Effect of swimming orientation on the position of white-squid in the environment during color-changing event

We found that Mantle-leading swimming orientation resulted in the white-squid color-change occurring at a significantly (p < 0.0001) shorter distance from the substrate divider (mean = 13 ± 8 cm) when compared to Arm-leading swimming orientation (mean = 25 ± 8 cm), but there was no difference between traveling from light to dark or from dark to light substrate (Table 1, Supplementary Table 2).

Table 1 Mixed model examining the effect of swimming orientation and substrate type on the white-squid location at the end of color-changing event, as a response variable.

Discussion

Although camouflage in squids has long been thought to be based on transparency, we demonstrated that they are also using chromatophores to adjust their color according to substrate. The animals in our experiment consistently (p < 0.0001) change their coloration while crossing between two distinct substrates. Although squid might have separate neural pathways to control their chromatic patterns on different body parts37,55,56, we observed a highly significant positive correlation between coloration on the head and mantle of camouflaging squid (r > 0.94, p < 0.0001; Supplementary Table 1), similarly to Josef et al. ’s26,27 observations in cuttlefish.

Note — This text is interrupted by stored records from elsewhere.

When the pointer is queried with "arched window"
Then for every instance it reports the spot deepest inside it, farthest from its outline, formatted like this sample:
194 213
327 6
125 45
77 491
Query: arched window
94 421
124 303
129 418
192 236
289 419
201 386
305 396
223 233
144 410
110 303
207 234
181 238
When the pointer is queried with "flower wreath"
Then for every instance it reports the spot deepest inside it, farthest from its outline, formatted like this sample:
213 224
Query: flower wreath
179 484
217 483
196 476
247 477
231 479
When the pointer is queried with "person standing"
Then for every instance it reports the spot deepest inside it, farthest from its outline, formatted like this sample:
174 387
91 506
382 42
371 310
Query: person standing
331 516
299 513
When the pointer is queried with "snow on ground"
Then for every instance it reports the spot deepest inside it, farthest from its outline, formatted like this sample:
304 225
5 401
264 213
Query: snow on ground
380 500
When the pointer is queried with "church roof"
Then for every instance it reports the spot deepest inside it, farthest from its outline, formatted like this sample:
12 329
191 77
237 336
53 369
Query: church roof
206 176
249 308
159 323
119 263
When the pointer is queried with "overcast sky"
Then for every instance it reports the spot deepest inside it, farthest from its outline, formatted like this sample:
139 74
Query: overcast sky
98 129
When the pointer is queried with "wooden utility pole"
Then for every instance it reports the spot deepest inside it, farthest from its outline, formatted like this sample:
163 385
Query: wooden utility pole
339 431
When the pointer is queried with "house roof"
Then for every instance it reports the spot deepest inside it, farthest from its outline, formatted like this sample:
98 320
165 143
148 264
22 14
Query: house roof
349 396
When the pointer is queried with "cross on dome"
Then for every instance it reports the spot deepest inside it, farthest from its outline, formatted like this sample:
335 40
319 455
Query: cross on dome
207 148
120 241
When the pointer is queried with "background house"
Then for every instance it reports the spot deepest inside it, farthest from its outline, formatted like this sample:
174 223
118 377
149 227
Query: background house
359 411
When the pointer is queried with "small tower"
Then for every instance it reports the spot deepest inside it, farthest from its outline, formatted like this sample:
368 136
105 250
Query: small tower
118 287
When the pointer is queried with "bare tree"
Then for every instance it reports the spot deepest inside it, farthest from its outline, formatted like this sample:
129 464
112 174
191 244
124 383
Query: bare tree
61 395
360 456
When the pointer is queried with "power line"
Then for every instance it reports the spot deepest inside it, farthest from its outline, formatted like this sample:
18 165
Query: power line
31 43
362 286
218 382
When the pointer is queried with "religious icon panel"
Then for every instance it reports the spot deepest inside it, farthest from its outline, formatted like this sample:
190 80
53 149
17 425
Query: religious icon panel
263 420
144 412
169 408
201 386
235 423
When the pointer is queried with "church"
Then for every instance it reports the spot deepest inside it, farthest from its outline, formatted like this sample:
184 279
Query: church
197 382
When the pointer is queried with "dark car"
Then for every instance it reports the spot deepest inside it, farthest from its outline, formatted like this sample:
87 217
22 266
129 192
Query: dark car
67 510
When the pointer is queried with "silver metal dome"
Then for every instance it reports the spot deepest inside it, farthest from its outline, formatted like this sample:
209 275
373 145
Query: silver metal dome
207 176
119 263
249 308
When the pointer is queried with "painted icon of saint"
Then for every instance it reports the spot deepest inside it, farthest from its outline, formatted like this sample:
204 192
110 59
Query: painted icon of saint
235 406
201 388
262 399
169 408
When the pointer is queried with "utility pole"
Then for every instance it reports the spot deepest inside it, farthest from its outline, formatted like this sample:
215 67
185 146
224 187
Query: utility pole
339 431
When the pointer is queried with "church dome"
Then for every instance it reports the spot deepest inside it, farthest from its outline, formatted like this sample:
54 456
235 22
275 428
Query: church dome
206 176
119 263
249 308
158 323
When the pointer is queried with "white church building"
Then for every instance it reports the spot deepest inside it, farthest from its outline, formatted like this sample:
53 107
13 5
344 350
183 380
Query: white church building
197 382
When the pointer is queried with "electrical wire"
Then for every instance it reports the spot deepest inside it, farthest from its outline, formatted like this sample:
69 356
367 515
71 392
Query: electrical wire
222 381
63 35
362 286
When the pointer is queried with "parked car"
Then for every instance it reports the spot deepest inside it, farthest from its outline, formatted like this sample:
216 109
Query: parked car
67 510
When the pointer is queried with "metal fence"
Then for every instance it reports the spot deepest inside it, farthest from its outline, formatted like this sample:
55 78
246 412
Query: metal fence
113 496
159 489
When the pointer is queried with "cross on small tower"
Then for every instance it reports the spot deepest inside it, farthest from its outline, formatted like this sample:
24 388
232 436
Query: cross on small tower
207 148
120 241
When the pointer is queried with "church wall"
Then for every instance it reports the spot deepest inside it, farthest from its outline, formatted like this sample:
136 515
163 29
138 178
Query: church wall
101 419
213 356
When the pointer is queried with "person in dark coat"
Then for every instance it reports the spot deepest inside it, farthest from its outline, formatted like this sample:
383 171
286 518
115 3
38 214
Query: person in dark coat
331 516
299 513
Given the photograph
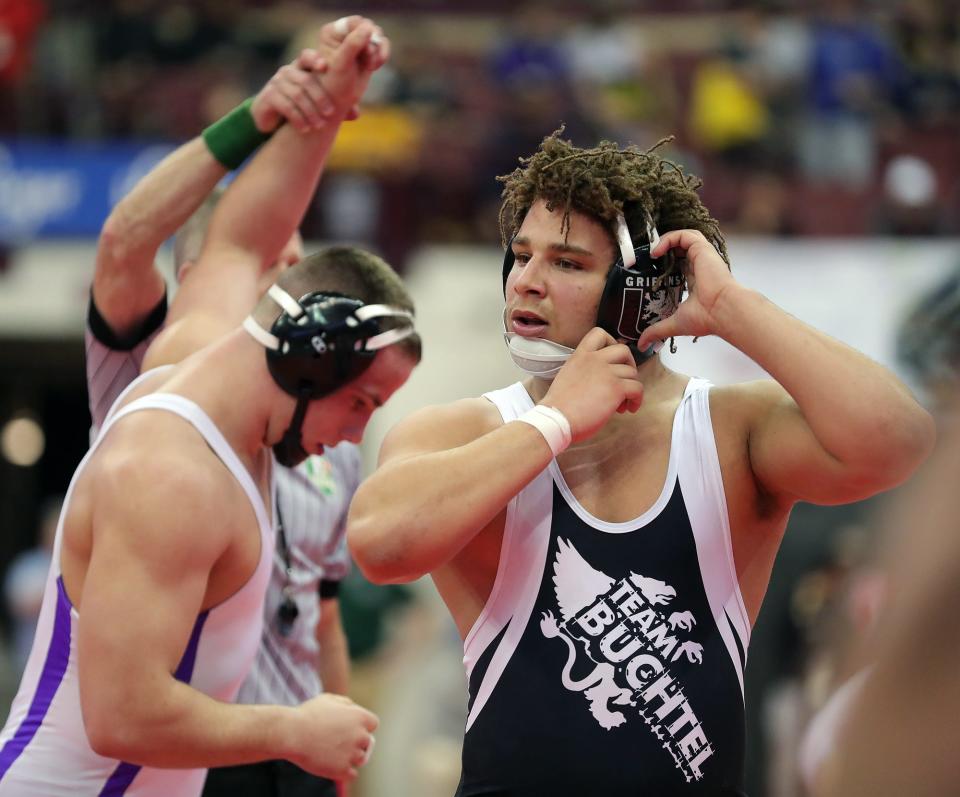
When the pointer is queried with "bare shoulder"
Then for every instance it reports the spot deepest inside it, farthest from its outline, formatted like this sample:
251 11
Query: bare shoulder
154 472
745 403
184 336
440 427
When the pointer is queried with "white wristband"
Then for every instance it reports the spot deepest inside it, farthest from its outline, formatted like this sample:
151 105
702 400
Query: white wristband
552 424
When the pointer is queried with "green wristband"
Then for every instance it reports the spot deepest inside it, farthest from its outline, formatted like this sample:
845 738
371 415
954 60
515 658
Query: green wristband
234 138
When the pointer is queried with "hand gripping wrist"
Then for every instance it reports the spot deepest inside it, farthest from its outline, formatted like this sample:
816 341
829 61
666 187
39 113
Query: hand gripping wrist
234 137
552 424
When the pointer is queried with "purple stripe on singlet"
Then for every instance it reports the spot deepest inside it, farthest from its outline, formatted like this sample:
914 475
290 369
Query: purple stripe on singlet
124 774
58 655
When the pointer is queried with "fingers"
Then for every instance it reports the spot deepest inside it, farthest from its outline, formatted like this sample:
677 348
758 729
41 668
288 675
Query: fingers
305 94
311 60
339 29
677 239
354 44
667 328
378 52
595 340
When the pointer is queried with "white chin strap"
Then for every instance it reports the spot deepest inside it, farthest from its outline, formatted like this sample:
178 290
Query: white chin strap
536 357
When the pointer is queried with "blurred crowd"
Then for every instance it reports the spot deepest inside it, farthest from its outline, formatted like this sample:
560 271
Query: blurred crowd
803 119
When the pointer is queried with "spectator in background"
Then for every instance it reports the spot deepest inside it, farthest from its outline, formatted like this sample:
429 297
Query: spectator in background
19 22
25 580
928 345
899 734
855 78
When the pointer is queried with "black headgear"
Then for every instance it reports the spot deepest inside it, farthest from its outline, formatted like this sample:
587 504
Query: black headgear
317 345
636 294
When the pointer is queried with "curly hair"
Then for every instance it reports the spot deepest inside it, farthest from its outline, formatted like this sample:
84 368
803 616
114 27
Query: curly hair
602 182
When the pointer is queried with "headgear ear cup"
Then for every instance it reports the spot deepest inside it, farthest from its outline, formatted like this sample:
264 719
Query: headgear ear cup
635 295
319 344
319 350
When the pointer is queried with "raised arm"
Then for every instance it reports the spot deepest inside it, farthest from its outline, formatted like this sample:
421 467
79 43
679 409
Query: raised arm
126 283
446 472
259 213
836 426
140 599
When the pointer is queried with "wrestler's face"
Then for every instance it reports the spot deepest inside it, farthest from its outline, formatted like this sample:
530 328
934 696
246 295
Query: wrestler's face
343 415
555 285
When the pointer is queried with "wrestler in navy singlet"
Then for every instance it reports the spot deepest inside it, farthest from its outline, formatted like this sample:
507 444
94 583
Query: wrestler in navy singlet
609 657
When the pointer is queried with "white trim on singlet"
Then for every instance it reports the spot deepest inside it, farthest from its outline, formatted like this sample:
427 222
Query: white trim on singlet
693 463
523 555
184 407
650 514
701 483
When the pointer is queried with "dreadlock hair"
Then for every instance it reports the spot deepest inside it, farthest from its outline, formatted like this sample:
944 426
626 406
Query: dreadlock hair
602 182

In a pelagic environment, the distinction between camouflage-to-substrate in motion behavior and countershading, which is widely associated with squids in the literature35,57, may be semantic. White-squid, however, reproduce in the optically heterogenous habitat of coral lagoons and seagrass meadows, returning to very shallow waters at times of maturity. In the latter habitat, countershading would be less effective than the camouflage-to-substrate capability of white-squid observed.

Squids face many different predators during their ontogeny and their defensive strategies change accordingly58. Our study focuses on mature or nearly mature animals. It has yet to be established when and how camouflage-to-substrate behavior emerges and/or changes during squid ontogenesis. The physiological factors that might be responsible for this behavior, and how environmental factors affect it have yet to be clearly defined.

The position of white-squid in the environment during color-changing events is significantly affected by squid swimming orientation (p < 0.0001; Table 1, Supplementary Table 2). The shortest white-squid color-changing event duration recorded by us in this study (0.3 s) corresponds with published single chromatophore expansion/contraction durations in loliginid squids59,60,61, but on average, the color-changing events in our study took four times longer. This variable and relatively long duration for the color-changing process which begins and is completed often centimeters from the divider (Supplementary Table 2) suggests that although squids anticipate the upcoming background, evidenced by becoming paler or darker before entering the light or dark substrate respectively, the final color is usually fully determined once the divider has been crossed, similarly to cuttlefish26,27. Alternatively, in our experiment, the duration of color-changing events might be affected by various external factors that have not been fully controlled, such as the mildness of stress induced by presence of experimenter, time since feeding, weather, natural lighting, water temperature, turbidity, chemistry, etc. Based on subjective visual examination of the video-recordings, we hypothesize that social interactions also influence squid camouflage behavior, including duration of body pattern transformation. Nonetheless, squids in our experimental setup are clearly changing color while in motion according to their proximity to the different substrates, regardless of coloration of their congeners farther away in the tank.

White-squid possess a rare combination of semitransparency and the ability to change body color via chromatophores (metachrosis) which enables them to successfully inhabit both pelagic and reef environments. Therefore, it represents an attractive model organism for studying the ecology, evolution, and neurobiology of versatile, dynamic camouflage.